Building a Universe in the Lab

Cosmologists have a more difficult time studying their subject: the universe- than some other occupations of study. Unlike studying say, geology, the universe is more difficult to get into the lab. Now, scientists have created a program that utilizes 25 million megabytes to simulate the initial condition of the universe and let it move foward given our known scientific parameters.
A story in the Guardian Unlimited reports on The Millennium Simulation saying that it required 25 million megabytes of memory to take our universe’s initial conditions along with the known laws of physics to create this simulated universe.”
http://www.guardian.co.uk/life/science/story/0,12996,1497195,00.html
From the article:
The simulated universe represents a cube of creation with sides that measure 2bn light years. It is home to 20m galaxies, large and small. It has been designed to answer questions about the past, but it offers the tantalising opportunity to fast-forward in time to the slow death of the galaxies, billions of years from now.
Prof Frenk said: “We programmed the biggest computer in Europe with these ingredients and the laws of physics and we just let it compute a universe. We let it churn away – in fact we shut down all science in Germany, we excluded all German science for a month while this very large machine ground away – and at the end we got this beautiful universe, which for all intents and purposes looks like the real thing.
Unfortunately, at 25 million megabytes, the home version is not available yet.

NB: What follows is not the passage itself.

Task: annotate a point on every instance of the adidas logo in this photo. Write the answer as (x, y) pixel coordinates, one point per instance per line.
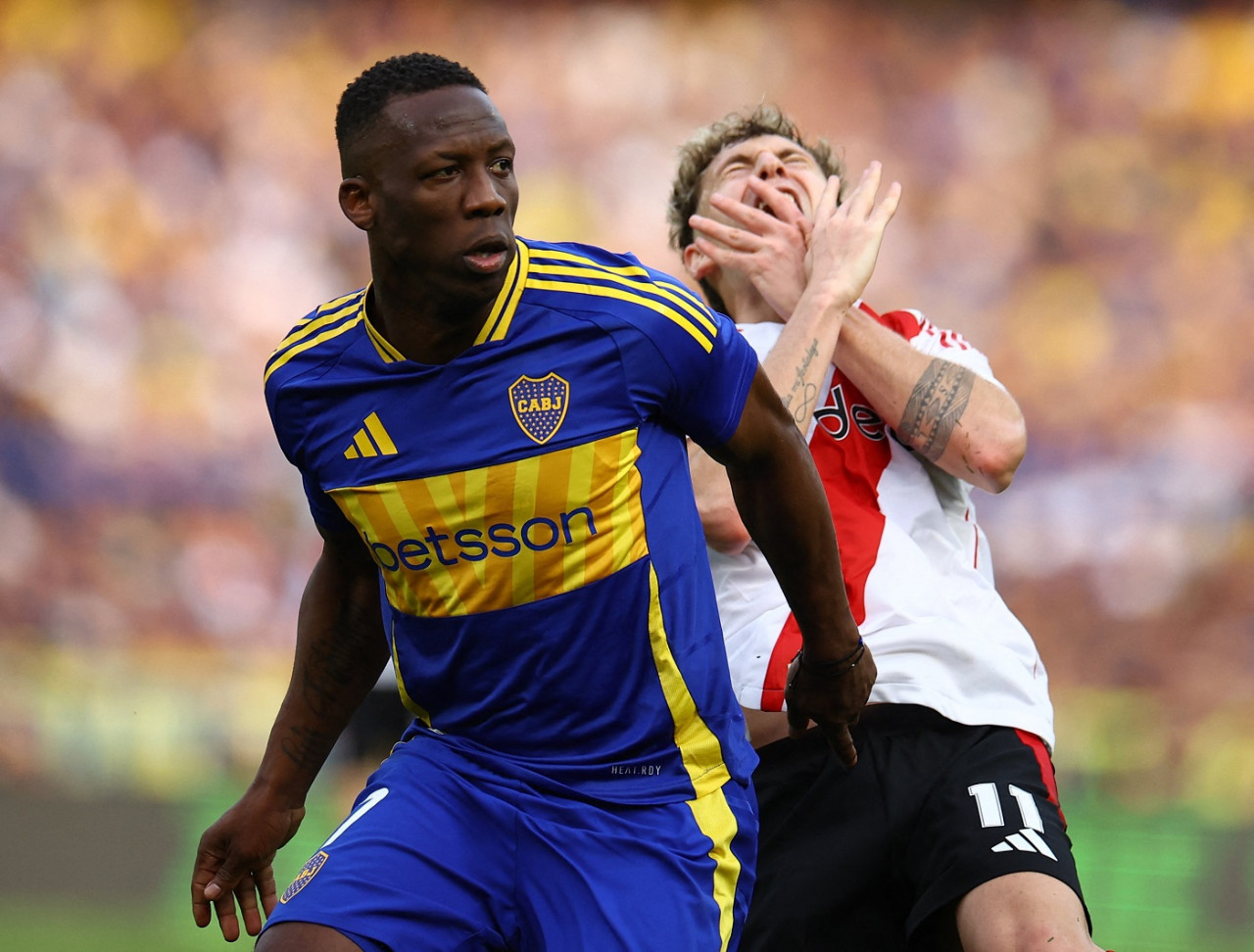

The Virgo consortium, an international group of astrophysicists from the UK, Germany, Japan, Canada and the USA has today (June 2nd) released first results from the largest and most realistic simulation ever of the growth of cosmic structure and the formation of galaxies and quasars. In a paper published in Nature, the Virgo Consortium shows how comparing such simulated data to large observational surveys can reveal the physical processes underlying the build-up of real galaxies and black holes.